The 26-year-old, who developed the program for her master’s degree thesis, said that computers were scarce when she began developing her digital skills and that the computer science sector was dominated by males and foreigners.

Determined to change this perception, Hok Kakada, who is one of a burgeoning group of women contributing to the rise of Cambodia’s IT sector, shrugged off the stereotypes and pushed ahead to get her bachelor’s degree in computer science from the Royal University of Phnom Penh in 2006. Because of her desire to get experience and lighten the financial burden that tuition fees put on her parents, she worked as a researcher for the New Hardware page of PC World Magazine (later known as IT City Magazine), and worked for Open Forum of Cambodia and Open Institute between 2004 and 2008.

“The first turning point in my life happened when I started to work. I became more responsible, and began to communicate better with different people,” she said in an email interview with Lift.
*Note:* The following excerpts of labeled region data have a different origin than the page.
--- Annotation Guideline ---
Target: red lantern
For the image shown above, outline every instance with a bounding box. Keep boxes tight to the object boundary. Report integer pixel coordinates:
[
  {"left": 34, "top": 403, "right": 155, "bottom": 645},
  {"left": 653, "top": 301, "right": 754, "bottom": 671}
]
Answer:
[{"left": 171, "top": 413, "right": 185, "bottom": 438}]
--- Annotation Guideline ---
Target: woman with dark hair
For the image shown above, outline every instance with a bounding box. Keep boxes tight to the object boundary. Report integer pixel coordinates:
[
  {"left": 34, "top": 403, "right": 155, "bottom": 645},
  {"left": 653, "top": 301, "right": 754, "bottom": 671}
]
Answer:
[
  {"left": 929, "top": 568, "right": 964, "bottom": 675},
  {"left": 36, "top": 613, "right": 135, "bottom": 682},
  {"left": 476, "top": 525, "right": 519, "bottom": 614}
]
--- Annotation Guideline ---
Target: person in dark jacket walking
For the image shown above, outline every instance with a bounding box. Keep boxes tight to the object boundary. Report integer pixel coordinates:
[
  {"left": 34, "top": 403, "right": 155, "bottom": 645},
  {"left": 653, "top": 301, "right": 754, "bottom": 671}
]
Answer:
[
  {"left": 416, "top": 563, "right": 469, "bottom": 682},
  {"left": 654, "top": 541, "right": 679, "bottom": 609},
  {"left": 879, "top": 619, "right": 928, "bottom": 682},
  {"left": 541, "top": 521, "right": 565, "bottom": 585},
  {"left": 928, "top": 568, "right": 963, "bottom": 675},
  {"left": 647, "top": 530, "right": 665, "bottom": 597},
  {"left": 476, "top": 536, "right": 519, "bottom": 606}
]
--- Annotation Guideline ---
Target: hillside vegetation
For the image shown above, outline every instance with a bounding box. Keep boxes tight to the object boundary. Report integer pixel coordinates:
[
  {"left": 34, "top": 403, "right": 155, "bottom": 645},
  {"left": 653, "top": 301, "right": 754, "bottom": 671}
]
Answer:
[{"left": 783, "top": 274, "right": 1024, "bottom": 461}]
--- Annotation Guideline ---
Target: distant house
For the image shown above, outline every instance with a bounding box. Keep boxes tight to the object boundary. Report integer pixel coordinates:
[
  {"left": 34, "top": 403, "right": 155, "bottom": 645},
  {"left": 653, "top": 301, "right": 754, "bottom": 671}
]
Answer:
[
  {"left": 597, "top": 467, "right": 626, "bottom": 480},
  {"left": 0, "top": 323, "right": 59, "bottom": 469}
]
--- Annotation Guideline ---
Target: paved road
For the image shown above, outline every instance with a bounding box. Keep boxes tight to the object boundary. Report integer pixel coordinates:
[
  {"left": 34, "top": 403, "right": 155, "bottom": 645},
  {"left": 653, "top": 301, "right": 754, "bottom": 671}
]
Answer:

Her eyes truly opened to the possibilities of IT when she attended meetings, workshops and conferences in Cambodia, India (2005), the USA (2006) and South Africa (2007).

In 2008 she won a scholarship to enroll in a master’s degree program in Japan. Her decision to make an open-source software called “OpenEHR based Maternity Record System for Use in Cambodia” stemmed from her reading about Cambodia’s exceptionally high maternity mortality rate, even among developing countries.

“I chose this topic because [I believe] that health information is as important as medical treatments from doctors themselves.” Hok Kakada said.

She plans to introduce a robust low-cost electronic health record system to facilitate the sharing of medical information across the country.

Upon her return to Cambodia at the end of 2010, she wishes to spend time talking to young Cambodians in rural areas about how to develop their communities, along with working with her team on implementing the software.

“Though what I have done was not a huge contribution to the world, I realized that at least I have become a good daughter and citizen by utilizing my knowledge for Cambodia’s development,” she said.